Gouverner (2/3) : l’exercice du pouvoir

Gouverner (2/3) : l’exercice du pouvoir

Depuis 7 mois maintenant, le gouvernement de Jean-Marc Ayrault est à la tâche et met en œuvre les orientations définies par le Président de la République François Hollande.

Je veux vous livrer quelques enseignements personnels tirés de cette période extraordinairement dense et intense.

Il n’est pas question ici de me livrer à l’exercice du bilan – ce serait prématuré, artificiel et fastidieux.

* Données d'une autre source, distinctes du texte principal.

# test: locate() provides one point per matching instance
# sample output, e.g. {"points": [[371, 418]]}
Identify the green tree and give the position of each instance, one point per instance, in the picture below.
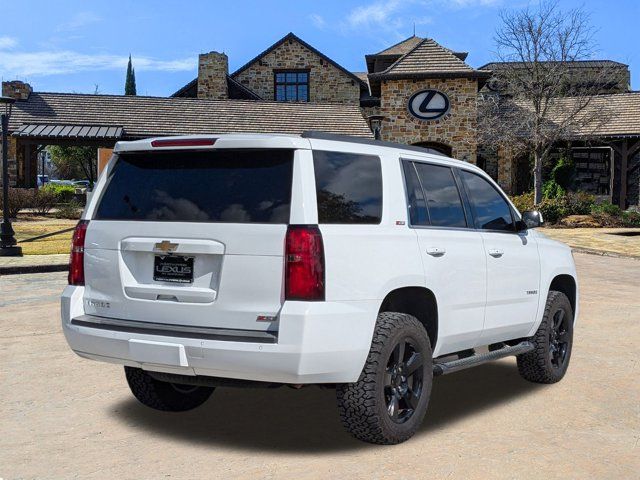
{"points": [[75, 162], [130, 82]]}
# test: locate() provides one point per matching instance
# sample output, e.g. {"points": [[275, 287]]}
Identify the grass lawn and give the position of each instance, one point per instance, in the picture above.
{"points": [[32, 226]]}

Et je n’ai pas l’intention de succomber à la tentation facile du commentaire sur le fonctionnement de l’équipe gouvernementale, ses supposés couacs, ses prétendues contradictions : je crois en la loyauté, la solidarité, la cohésion dans notre travail. Mais je veux vous livrer quelques enseignements personnels tirés de cette période extraordinairement dense et intense.

Il revient à la gauche de mener une véritable politique de redressement.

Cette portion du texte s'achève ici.